Nigeria is amending regulations to tax cryptocurrency trading and digitized transactions as part of efforts to boost revenue.
Why it matters
With a rapidly growing crypto market, Nigeria sees an opportunity to generate substantial tax revenue while increasing oversight of digital assets.
State of play
- The Securities and Exchange Commission (SEC) is drafting new rules to ensure transactions on regulated exchanges are taxed.
- A bill outlining a framework for taxing crypto and introducing other levies is under legislative review and is expected to pass this quarter.
- The SEC acknowledges the potential for significant tax revenue but hasn’t provided estimates.
Zoom in
- Nigeria’s young, tech-savvy population has embraced crypto as a hedge against inflation and naira depreciation.
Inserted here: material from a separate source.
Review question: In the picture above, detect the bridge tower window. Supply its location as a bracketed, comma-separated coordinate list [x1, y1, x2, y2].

- President Bola Tinubu has pushed fiscal reforms since taking office in 2023 to boost government revenue and reduce the deficit.
- Lawmakers recently approved a ₦54.99 trillion ($36.4 billion) budget for 2025.
What’s next
- The SEC plans to expand crypto licensing to formal centralized exchanges, enabling better monitoring and taxation.
- “We anticipate gradual traction toward centralized exchanges because they will provide greater protections and comfort for investors,” the SEC said.